激痛が通り過ぎると、ヴェロニカは再びベッドを抜け出そうと試みた。あちこち悲鳴を上げる体と戦いながら、どうにか身を起こしてベッドから立ち上がると、サイドボードに松葉杖が立てかけてあるのに気づく。おそらく医院(ホスピターレ)が用意してくれたものだろう。


 ヴェロニカは迷わず松葉杖を手に取ると、ぎこちなく松葉杖をつきながら、病室の入り口へと向かった。今日の訓練はこれからのはずだ。このまま欠席が続けば、ヴェロニカが所属している第二部隊からも追い出されてしまうかもしれない。一刻も早く訓練に参加しなければ――


 ところがヴェロニカの手が戸口の取っ手にかかる前に、病室の扉が突如としてガラッと開いたのだった。


「……‼」


 ぎょっとして目を見開くヴェロニカの目の前に、八人の少女たちが立っていた。どれも見知った顔―――第二部隊の黒猫たちだ。彼女たちがきれいな花束を抱えているのを見るに、おそらくヴェロニカの見舞いに来たのだろう。


 ―――しまった。苦々しい表情をするヴェロニカだったけれど、もう遅い。


 一番手前にいる、どこか少年っぽさを漂わせたショートヘアの少女が、ヴェロニカに人差し指を突きつけると大声を上げた。


「あーっ、ヴェロニカ!」 


 すると、他の少女たちも次々と口を開いてヴェロニカに疑問を投げかける。

「……どこへ行くんですの? そんな怪我で」

「まさか……そんなひどい負傷をして訓練に参加するつもりじゃないよね?」

「駄目だよ、まだ歩き回ったりしたら!」

「っていうか、へろっへろじゃん! もう、何やってんだよ⁉」


「別に、どうだっていいだろ……うっ‼」


 そっぽを向いて答えるものの、毒づく間もなく再び痛みが襲ってきて、ヴェロニカは思わず扉に手を突いてしまう。実のところ、立っているだけでも精いっぱいなのだけれど、それを彼女たちに悟られるわけにはいかない。


 体中に巻かれた包帯と青白い顔色を見れば、強がっているだけで、ヴェロニカの具合が相当に悪いことは丸わかりだ。辛いのを我慢しているヴェロニカの様子を見て、中でもひときわ背の高いポニーテールの少女が声をかけてきた。いつもの面倒見の良さそうな口調でヴェロニカを諭す。


「ほら見ろ、まだ動ける状態じゃない。さあ、大人しくベッドに戻るんだ」


 それでもヴェロニカの足は、扉の前から頑として動かなかった。確かに体は動けるような状態ではないけれど、心は焦燥感でいっぱいで、とてもベッドでじっと寝てなどいられなかったのだ。


 サラが呼んでいる。サラがずっと一緒にいてと、ヴェロニカに訴えかけている。どれだけ時間が経っても、その声がヴェロニカの頭から途切れたことは無い。ヴェロニカはサラの声に応えなければならないのだ。だって、ヴェロニカは今でもサラの(グラディウス)なのだから。

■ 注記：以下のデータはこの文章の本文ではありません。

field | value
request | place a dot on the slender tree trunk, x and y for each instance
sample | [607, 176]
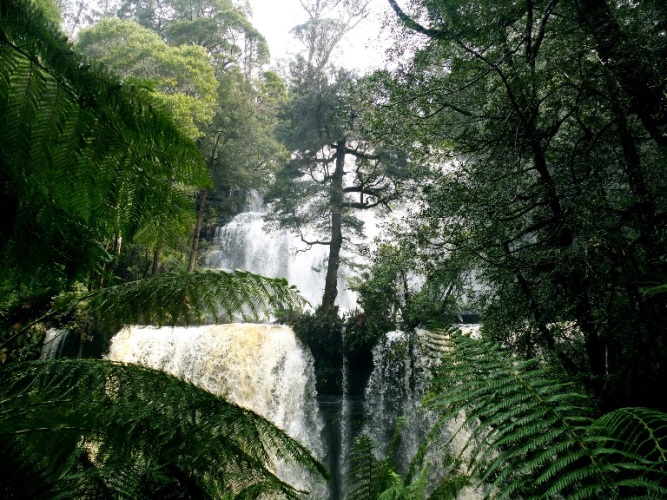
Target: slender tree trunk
[336, 204]
[195, 236]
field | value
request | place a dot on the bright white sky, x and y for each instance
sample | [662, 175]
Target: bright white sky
[363, 49]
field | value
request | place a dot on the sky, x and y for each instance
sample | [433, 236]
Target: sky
[363, 49]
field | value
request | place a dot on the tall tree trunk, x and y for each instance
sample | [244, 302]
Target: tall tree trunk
[336, 204]
[195, 236]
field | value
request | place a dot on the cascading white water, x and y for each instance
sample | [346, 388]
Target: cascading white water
[260, 367]
[395, 390]
[245, 243]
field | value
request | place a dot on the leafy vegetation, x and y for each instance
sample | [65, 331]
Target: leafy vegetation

 すると今度はショートヘアで少年っぽい少女が、あきれたように肩をすくめる。

「ホント、お見舞いに来てよかったよ。でなきゃ、ヴェロニカきっと学校(エスクエラ)にたどり着く前に絶対、行き倒れてたよ」


「……!」


 どうして放っておいてくれないのか。どうしてこのまま黙って行かせてくれないのだろう。苛立ちのあまり、ヴェロニカは目の前に立ちはだかる少女たちを、きっとにらみつける。


「どれだけ睨んでも、ここは通さないわよ」


 冷ややかに答えたのは、眼鏡をかけた少女だった。知的さと冷静さを兼ねそなえた少女で、学校(エスクエラ)での成績もいい。教室では休憩時間に、いつも決まって本を読んでいる少女だ。

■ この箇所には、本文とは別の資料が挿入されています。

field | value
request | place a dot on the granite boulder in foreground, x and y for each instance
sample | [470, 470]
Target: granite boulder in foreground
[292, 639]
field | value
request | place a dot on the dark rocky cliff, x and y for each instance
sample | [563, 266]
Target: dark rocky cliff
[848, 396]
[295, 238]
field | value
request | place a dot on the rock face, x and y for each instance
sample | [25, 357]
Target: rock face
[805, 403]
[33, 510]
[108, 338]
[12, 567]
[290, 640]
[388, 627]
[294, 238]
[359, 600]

 すると眼鏡をかけた少女に同調するように、他の少女たちもいっせいに口を開く。

「そうだぞ。このままお前を行かせたら、私たちが怒られる」

「ヴェロニカ、ベッドに戻ったほうがいいぞー!」

「そ、そうだよ。羽交い絞めにしてでも、ベッドに戻すんだから……!」


 少女たちはみなヴェロニカの身を案じて、心から心配してくれているのだろう。その気持ちはよく分かるけれど、それでもヴェロニカは戸口から離れることができなかった。


「でもオレは……オレは、サラを……!」


 サラ――その名を口にした瞬間、少女たちはみな一様に悲しみを浮かべて黙りこんでしまい、ヴェロニカを気遣うような表情になった。ヴェロニカの聖杯(カリフ)であったサラは、第二部隊の黒猫たちの仲間でもあったからだ。


「……」

「ヴェロニカ……」


 誰も言葉を発することができずに、沈痛な空気が漂う中、背の高いポニーテールの少女が、そっとヴェロニカの肩に手を添える。


「今は治療に専念しろ、ヴェロニカ。回復しなければ魔女討伐にも出撃できないだろう……な?」


「……。ああ……分かった」


 ヴェロニカはなおも渋っていたけれど、小さくため息をつくと、その言葉に従ってベッドに戻った。このまま戸口で粘っていても、黒猫たちはヴェロニカを通してくれそうにないし、何よりヴェロニカ自身が痛みでこれ以上、立ってはいられなかったからだ。


 ヴェロニカがベッドに戻ると、第二部隊の仲間たちはどこかホッとしたような顔をして、口々に励ましや慰めの言葉をかけてくれたけれど、どの言葉もヴェロニカの耳には届いてはいなかった。


(オレの聖杯(カリフ)は、サラだけだ。これまでも、これからも……!)


 レティシアがヴェロニカの新たな聖杯(カリフ)にと連れてきたのは、東方人だった。そのこと自体は別に嫌ではない。デュシスでは東方人は珍しいけれど、まったく存在しないわけではないし、サラだって東方交じりの顔立ちをしていた。おそらく両親のどちらかが東方の血を引いていたのだろう。


 ただ、ヴェロニカの聖杯(カリフ)はサラただ一人なのだ。サラ以外の聖杯(カリフ)なんてとても考えられないし、サラがいなくなったからと言って、代わりの誰かを聖杯(カリフ)にする気にもなれない。


 それほど、(グラディウス)聖杯(カリフ)の絆は特別なものなのだから。


(何があってもオレはサラを裏切らない……待っていてくれ、サラ。オレはきっと……きっとお前のそばに……!)


 第二部隊の黒猫たちが病室を後にしてからも、ヴェロニカは一人、そんなことを熱に浮かされたように考え続けていた。


 そして、右手に嵌めた指輪を左手でぎゅっと包みこんだのだった。